Nasabah Asuransi Wajib Menanggung 10% Klaim Berobat, Inilah Estimasi Biayanya
Sebagai bagian dari regulasi baru, pemegang polis asuransi kesehatan kini memiliki kewajiban untuk menanggung sebagian risiko (co-payment) sebesar 10% dari total klaim biaya pengobatan yang diajukan.
Untuk klaim rawat jalan, batas maksimal yang perlu dibayarkan adalah Rp 300 ribu setiap kali pengajuan. Sementara itu, untuk rawat inap, angka tersebut mencapai Rp 3 juta per pengajuan klaim.
Ketentuan yang perlu diperhatikan ini tertuang dalam Surat Edaran (SE) Otoritas Jasa Keuangan (OJK) dengan Nomor 7/SEOJK.05/2025 mengenai Penyelenggaraan Produk Asuransi Kesehatan. Penting untuk dicatat, kebijakan ini resmi berlaku mulai tanggal 1 Januari 2026.
"Produk asuransi kesehatan wajib mengimplementasikan pembagian risiko (co-payment) yang menjadi tanggungan pemegang polis, pihak tertanggung, atau peserta dengan besaran minimal 10% dari keseluruhan nilai klaim yang diajukan," demikian bunyi kutipan dari SE tersebut, seperti yang dilansir pada hari Kamis (5/6/2025).
Dengan demikian, setiap pemegang polis asuransi memiliki tanggung jawab untuk membayar setidaknya 10% dari total klaim saat memanfaatkan fasilitas layanan kesehatan.

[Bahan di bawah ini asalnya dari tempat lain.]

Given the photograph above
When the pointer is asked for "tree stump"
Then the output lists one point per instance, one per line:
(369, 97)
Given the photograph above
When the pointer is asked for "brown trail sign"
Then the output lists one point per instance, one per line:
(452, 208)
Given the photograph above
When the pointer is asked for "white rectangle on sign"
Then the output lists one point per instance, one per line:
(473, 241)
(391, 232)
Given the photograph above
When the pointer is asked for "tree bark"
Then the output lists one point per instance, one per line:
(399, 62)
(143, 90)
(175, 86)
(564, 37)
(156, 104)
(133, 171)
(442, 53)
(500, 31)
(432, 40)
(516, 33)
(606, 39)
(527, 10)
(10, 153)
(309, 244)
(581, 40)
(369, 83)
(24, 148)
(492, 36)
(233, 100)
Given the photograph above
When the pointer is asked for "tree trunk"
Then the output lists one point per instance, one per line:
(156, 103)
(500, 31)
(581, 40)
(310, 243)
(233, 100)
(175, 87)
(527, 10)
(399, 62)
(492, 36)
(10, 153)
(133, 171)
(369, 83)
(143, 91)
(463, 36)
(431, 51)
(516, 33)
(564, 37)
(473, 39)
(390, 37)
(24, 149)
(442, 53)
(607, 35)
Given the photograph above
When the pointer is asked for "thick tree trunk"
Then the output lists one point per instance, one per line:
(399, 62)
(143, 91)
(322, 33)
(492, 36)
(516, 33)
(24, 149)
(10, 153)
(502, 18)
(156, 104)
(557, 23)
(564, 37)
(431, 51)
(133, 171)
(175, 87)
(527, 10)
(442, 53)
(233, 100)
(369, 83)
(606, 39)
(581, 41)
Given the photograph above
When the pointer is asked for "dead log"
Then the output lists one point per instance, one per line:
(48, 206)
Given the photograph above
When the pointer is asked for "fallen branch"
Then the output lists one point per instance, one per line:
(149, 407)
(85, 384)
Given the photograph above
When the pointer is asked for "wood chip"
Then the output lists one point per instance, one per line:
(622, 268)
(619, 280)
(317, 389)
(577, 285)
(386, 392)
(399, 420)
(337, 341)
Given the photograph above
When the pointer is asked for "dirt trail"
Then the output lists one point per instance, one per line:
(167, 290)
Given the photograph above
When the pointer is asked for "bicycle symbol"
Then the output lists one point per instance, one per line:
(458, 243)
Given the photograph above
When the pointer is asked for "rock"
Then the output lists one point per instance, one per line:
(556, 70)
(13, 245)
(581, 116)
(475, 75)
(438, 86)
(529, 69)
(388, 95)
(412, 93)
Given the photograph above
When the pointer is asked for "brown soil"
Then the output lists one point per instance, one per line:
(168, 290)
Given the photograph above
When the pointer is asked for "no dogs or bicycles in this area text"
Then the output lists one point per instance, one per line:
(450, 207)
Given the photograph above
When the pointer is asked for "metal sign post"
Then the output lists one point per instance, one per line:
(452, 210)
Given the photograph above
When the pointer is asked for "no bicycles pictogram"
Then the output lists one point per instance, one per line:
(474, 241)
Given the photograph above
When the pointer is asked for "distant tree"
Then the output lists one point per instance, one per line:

Meskipun demikian, perlu diperhatikan bahwa perusahaan asuransi memiliki opsi untuk menetapkan nilai yang lebih tinggi, asalkan hal ini telah disepakati bersama dalam polis.
"Perusahaan Asuransi, Perusahaan Asuransi Syariah, dan Unit Syariah berhak menetapkan batas maksimum yang lebih tinggi, dengan catatan telah terjalin kesepakatan antara pihak-pihak terkait, yaitu Perusahaan Asuransi, Perusahaan Asuransi Syariah, dan Unit Syariah dengan pemegang polis, pihak tertanggung, atau peserta, dan kesepakatan tersebut secara eksplisit dinyatakan dalam polis asuransi," jelas OJK dalam dokumen yang sama.
Sistem pembagian risiko ini akan diterapkan pada produk asuransi kesehatan yang menganut prinsip ganti rugi (indemnity) serta produk asuransi kesehatan dengan skema pelayanan kesehatan yang terkelola (managed care). Namun, terdapat pengecualian untuk produk asuransi mikro.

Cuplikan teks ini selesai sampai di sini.